23 January, 2015

The Order Exposed - New Year's Day OTP

Clues for deciphering the 'New Year's Day' code are split between three different posts by Ian Q.

A string of 32 letters, "UcrxtfwvRahfzVuyzwXspgblsfedXgys" was posted, along with the message, "First of four."

2 January:
A reference to the "other" Frank Miller. Miller was the cryptographer responsible for creating/ describing the one-time pad (OTP) in 1882. 

In a post about Charles Darwin, the following OTP 546-14 is given. I'm fairly certain that when I first read this post at about 15:00 this afternoon (23 Jan.) there was no hyphen in the OTP. I think it's been edited to make it simpler to decode the text from the New Year's Day post.


-- Update 23:50, 23 Jan. 2015 --

If you follow the link provided in the Darwin post from 2 January, you'll be directed to a digitized copy of On the Origin of Species by Means of Natural Selection, or the Preservation of Favoured Races in the Struggle for Life (5th Ed.). the OTP points us to page 546 (left), line 14, which reads, "How these difficulties can be mastered."

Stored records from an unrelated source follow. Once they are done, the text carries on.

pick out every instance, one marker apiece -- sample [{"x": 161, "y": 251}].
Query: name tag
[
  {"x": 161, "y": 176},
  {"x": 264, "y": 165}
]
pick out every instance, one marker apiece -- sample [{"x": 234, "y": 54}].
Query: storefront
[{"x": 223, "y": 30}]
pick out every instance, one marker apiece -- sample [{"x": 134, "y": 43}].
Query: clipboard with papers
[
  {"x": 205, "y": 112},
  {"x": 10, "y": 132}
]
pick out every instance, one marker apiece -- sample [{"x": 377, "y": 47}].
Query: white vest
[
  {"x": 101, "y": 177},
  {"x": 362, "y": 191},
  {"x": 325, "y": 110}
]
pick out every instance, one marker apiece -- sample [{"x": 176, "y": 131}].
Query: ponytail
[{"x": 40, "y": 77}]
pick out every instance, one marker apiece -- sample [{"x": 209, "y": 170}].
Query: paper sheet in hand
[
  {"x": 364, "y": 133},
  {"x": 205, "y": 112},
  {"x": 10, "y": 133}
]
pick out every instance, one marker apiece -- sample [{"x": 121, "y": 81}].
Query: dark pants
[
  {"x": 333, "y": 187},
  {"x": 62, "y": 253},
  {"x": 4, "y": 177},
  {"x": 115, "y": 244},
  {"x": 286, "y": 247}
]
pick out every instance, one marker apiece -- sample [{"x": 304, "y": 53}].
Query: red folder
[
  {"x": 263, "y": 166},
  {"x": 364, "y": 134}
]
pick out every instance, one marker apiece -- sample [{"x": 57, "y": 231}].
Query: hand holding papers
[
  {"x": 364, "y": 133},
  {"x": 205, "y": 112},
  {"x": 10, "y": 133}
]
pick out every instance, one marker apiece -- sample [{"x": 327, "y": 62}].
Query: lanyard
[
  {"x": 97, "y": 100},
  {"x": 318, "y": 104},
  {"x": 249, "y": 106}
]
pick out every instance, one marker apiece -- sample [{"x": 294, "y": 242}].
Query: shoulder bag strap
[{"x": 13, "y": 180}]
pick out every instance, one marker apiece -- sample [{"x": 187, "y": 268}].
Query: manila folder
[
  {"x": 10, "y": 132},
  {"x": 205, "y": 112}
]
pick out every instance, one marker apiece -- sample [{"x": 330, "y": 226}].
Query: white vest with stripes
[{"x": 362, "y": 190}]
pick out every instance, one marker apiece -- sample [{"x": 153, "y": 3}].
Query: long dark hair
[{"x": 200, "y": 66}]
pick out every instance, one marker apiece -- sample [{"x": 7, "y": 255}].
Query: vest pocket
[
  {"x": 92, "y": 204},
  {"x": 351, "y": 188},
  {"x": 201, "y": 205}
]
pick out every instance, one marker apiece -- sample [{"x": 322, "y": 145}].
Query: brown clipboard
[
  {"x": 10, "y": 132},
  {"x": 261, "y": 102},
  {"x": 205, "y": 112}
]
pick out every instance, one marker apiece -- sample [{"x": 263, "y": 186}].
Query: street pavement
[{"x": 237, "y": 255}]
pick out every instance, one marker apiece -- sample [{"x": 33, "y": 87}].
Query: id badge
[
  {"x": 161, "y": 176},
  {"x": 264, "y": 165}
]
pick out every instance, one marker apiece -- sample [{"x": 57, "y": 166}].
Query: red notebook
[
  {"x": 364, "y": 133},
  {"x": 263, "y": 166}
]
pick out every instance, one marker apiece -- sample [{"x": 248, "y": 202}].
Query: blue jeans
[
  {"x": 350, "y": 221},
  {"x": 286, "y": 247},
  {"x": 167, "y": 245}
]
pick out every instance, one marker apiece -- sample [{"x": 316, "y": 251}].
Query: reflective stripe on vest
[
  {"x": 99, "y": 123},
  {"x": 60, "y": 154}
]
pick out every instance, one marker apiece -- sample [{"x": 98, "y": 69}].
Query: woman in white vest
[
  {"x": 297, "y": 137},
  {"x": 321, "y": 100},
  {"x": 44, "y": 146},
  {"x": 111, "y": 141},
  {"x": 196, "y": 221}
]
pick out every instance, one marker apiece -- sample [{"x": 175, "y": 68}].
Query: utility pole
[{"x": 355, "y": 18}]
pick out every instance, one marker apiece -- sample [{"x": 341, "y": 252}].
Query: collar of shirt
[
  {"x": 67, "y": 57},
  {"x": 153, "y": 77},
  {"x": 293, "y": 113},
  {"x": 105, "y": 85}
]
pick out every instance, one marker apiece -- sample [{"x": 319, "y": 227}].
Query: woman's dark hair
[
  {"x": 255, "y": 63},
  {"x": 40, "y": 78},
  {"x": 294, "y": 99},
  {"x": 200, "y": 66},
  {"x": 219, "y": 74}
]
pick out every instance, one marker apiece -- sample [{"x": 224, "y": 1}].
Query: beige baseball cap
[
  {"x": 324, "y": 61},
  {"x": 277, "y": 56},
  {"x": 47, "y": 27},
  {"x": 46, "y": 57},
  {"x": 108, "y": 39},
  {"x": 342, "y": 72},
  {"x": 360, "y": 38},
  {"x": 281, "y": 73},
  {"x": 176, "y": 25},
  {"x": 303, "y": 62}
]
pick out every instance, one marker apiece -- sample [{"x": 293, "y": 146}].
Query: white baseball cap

Since the cipher was only 32 characters long, and this sentence has 33 characters, the key becomes:


'HowtheseDiffiCultiEscanBemasTere'

The capitalization used is the same as that in the cypher, and it's significance will be made known in a later point.

The next step is to use the key to correctly decode the message, as outlined in Table 1. Each character is substituted for a numeral, with A = 0, and Z = 25. The value of the key is then subtracted from the value of the corresponding cipher. If the resulting number is less than 0, then 26 is added.


Table 1. Solution to the New Year's Day/ Darwin OTP
The decoded message thus reads:

"NovemberOscarTangoTangoHotelEcho"

The uppercase letters in the cipher were used to denote the beginnings of each word. Initially I had interpreted the upper case I as a lower case L, but that was easy enough to fix once the rest of the cipher had been cracked. Once again there is a code within a code, and using the NATO phonetic alphabet, we can be further decode this to read "NOT THE." 

Since this was the first of four OTPs, we'll have to wait and see what the rest of the message is, and whether or not it ties in with the two 'Masonic' codes.

-- Update 12:16, 24 Jan. 2015 --

I was researching the ravens of the Tower of London, when I came across a list of unlucky symbols. In Chinese custom, the numbers four, five, and six are considered unlucky. These are the same numbers used for the page reference in the New Year's Day/ Darwin OTP code. Not sure if there is more meaning to this, or simply a coincidence.